Hay funciones de las que una sale pensando en la puesta en escena, en el texto o en una interpretación brillante. Y luego están las que te obligan a sentarte un rato antes de volver a casa porque todavía sigues removida por dentro. A mí me pasó con Soledad. Vida y obra de mi abuela, el unipersonal de Selu Nieto que puede verse estos días en el Teatro Lara.
Selu toca lugares muy delicados. Habla de la depresión, del duelo, de la culpa, de la ansiedad y de esa generación de mujeres que nunca tuvieron tiempo para preguntarse cómo estaban porque siempre había una casa que atender y alguien a quien cuidar.
Sobre el escenario aparece Soledad, la abuela del actor. Pero, en realidad, también aparece Yaya, mi abuela. Y sospecho que la de buena parte del público. Porque detrás de esa mujer andaluza que friega, cocina, se preocupa por todos y se olvida sistemáticamente de sí misma, reconocemos a tantas abuelas españolas que crecieron sin estudios, trabajando desde niñas y sosteniendo familias enteras con una fuerza que hoy sigue resultando difícil de comprender.
Yo nací en Canarias y, sin embargo, todo ese costumbrismo que atraviesa la función me resultó profundamente familiar. Cambian algunos acentos, algunas comidas o ciertos nombres, pero el paisaje emocional es exactamente el mismo. Mientras escuchaba a Soledad hablar por teléfono, preguntar si habías comido o preocuparse por los suyos, era imposible no pensar en mi propia abuela.
Cuando me vine a vivir a Madrid la llamaba todos los días a la misma hora. Tenía uno de aquellos teléfonos rojos antiguos, sin identificación de llamadas. Descolgaba y siempre decía lo mismo: «¿Cómo está mi niña Cathaysa?». Después venía la verdadera prioridad: saber qué había comido, qué había cenado y si me estaba cuidando lo suficiente. Viendo la obra, me sorprendí sonriendo al recordarla.
La gran virtud del trabajo de Selu Nieto está precisamente ahí. En que una deja de ver a un actor interpretando un personaje. Hay algo muy orgánico en la manera en que transita desde el Selu narrador hasta convertirse en su propia abuela. Apenas necesita unos gestos, una mirada o un cambio de energía para que la transformación suceda delante de nosotras con una naturalidad pasmosa. Y quizá sea porque parte de ella sigue viviendo en él. Porque, al fin y al cabo, somos también las personas que nos criaron.

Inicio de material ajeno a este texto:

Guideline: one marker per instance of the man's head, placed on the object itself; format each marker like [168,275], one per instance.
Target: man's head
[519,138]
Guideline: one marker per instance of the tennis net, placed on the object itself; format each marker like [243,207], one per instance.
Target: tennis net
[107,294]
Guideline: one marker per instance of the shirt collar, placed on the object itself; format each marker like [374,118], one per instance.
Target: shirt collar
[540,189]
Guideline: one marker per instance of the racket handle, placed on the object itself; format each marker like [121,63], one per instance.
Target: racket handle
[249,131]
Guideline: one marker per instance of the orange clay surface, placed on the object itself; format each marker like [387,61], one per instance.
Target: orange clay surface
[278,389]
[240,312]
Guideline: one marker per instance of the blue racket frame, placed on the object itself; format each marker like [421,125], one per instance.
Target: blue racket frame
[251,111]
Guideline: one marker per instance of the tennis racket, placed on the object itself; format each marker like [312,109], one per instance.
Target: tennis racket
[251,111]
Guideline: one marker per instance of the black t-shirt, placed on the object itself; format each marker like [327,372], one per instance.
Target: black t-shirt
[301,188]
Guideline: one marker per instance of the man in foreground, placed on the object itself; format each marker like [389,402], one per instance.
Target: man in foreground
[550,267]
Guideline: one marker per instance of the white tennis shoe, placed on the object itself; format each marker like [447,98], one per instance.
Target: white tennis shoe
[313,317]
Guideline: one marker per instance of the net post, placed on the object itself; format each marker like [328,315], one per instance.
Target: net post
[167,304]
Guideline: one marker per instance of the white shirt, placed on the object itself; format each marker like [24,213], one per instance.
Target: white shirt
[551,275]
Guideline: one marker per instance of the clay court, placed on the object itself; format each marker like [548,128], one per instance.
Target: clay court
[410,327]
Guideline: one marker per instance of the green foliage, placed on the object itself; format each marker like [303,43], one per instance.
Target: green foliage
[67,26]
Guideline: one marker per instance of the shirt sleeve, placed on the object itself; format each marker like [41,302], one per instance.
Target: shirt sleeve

La propuesta escénica, diseñada con muy pocos elementos, resulta especialmente efectiva. El escenario está ocupado por cubos de fregar y un bosque de fregonas suspendidas en el aire. Los cubos se convierten en cama, en refugio o en escondite para ir revelando pequeños tesoros domésticos: ropa, medicamentos, recuerdos. Con esa sencillez se construyen imágenes de una enorme potencia y se dibuja una casa reconocible para cualquiera que haya crecido al lado de una abuela.
El humor ocupa un lugar importante en la función. Y menos mal. Porque Selu tiene la inteligencia de no caer en el drama solemne. Se ríe de sí mismo, de sus manías y de las contradicciones familiares. El público se ríe mucho. Pero justo cuando una se ha relajado, llega una frase, un silencio o un recuerdo que pellizca el estómago.
Hay pasajes especialmente duros relacionados con la salud mental de una intensidad emocional que apenas concede tregua. Pero incluso ahí se percibe una honestidad desarmante. Nada parece impostado. Teatro A La Plancha lleva años trabajando con personajes aparentemente pequeños, esos seres a los que la sociedad suele mirar de reojo. En Soledad vuelven a demostrar que detrás de las vidas más corrientes se esconden historias enormes.
Cuando terminó la función pensé en todas esas mujeres que lo dieron todo por sus familias sin pedir nada a cambio. Mujeres luchadoras, muchas veces analfabetas, que levantaron hogares enteros con una mezcla de sacrificio y amor difícil de explicar con palabras. Selu Nieto ha escrito una carta de despedida para su abuela. Pero también una carta de agradecimiento para todas las demás.
Hazte el regalo de ir a verla. Es una de esas funciones que permanecen contigo varios días. Y si todavía tienes la suerte de tener a tu abuela viva, llévatela. Probablemente ambas saldréis del teatro con ganas de abrazaros un poco más fuerte de lo habitual.